|
The process of converting these texts to HTML can be an arduous one. Even if we already
have a copy of a novel in plain text form, it is not merely a matter of adding some
<P> tags to it.
Depending on the complexity, quality and length of the text, it can currently take as much as a
week to convert a single novel. Adding paragraph tags is just one of the many processes a
single text goes through before it is ready for display.
Some of these are:-
- Adding blockquotes
- Adding non-breaking spaces between sentences
- Removing surplus space characters
- Reconstructing words split across lines
- Adding emphasis
- Converting special characters
- Other formatting
- Splitting into chapters
- Creating a table of contents and links
- Proofreading
We are looking into ways to automate some of the more repetitive tasks, but this is complicated
by the many forms that plain text files, and indeed the original novels, can take.

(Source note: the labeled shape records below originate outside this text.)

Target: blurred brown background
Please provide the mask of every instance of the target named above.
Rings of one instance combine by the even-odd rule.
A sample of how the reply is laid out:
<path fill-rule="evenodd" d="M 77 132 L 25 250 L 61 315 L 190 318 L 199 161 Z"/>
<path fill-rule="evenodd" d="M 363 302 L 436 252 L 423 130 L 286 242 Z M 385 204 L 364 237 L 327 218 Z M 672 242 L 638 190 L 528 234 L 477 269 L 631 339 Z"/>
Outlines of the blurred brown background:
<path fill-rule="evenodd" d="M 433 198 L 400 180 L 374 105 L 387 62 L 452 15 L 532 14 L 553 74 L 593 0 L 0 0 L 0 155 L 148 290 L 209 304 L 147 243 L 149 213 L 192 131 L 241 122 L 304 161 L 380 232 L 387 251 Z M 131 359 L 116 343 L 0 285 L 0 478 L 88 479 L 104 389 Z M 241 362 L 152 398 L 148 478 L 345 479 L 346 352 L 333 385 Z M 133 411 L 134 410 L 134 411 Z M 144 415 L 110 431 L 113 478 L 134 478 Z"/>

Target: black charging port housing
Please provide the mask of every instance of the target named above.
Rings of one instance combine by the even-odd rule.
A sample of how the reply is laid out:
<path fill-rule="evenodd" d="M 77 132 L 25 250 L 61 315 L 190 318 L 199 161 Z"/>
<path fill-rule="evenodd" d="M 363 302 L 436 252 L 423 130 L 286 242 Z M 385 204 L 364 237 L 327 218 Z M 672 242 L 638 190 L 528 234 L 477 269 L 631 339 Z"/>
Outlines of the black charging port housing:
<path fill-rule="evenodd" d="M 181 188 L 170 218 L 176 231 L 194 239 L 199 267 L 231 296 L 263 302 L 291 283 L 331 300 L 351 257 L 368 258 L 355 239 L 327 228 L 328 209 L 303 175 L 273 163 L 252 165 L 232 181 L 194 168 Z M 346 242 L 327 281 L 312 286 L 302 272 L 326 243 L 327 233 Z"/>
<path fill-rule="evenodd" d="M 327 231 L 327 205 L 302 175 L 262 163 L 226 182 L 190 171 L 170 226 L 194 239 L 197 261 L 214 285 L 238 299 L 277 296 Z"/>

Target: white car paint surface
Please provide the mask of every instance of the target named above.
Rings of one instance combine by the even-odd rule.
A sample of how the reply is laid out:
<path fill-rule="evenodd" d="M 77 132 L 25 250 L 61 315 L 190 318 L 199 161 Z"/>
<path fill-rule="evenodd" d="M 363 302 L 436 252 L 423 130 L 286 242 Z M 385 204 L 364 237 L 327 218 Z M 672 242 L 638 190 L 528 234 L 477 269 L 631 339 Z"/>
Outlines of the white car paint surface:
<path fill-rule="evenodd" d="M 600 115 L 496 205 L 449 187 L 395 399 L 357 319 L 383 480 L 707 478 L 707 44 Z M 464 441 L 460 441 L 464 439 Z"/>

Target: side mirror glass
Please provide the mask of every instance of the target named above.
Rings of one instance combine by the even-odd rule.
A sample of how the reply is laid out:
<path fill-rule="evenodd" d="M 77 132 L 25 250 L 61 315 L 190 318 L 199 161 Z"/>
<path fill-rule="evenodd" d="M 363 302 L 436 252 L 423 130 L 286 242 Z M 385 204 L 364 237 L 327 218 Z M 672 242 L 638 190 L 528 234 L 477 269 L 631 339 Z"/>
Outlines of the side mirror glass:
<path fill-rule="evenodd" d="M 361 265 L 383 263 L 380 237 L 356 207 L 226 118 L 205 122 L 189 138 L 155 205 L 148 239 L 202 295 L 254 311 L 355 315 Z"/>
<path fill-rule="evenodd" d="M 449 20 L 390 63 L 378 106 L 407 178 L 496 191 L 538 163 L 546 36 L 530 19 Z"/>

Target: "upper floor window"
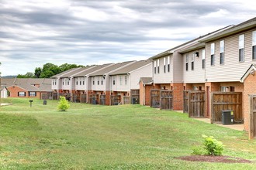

Emphasis, for example, can be shown by CAPITALS, *asterisks* or _underscores_ in
amongst the standard text. This is not always consistent - even if from the same source or in
the same document.
Checking against a printed edition of the book is advisable, but not always possible.
Even formatting the text into paragraphs is not without some difficulties. For example, a
block of text that forms a paragraph would usually have <P> at the start and
</P> at the end. If however it was a verse from a song or poem, there would be
additional <BR> tags at the end of each line.
Some novels include verses between paragraphs, and telling one from the other needs more
intelligence than the average text to HTML utility has.
Why are we telling you all this? Well, there are several reasons:-
- So that you realise we won't be producing texts very quickly at first
- So you realise how much effort is involved
- In the hope that you will credit us if using our texts elsewhere
- In case you know of any shortcuts
|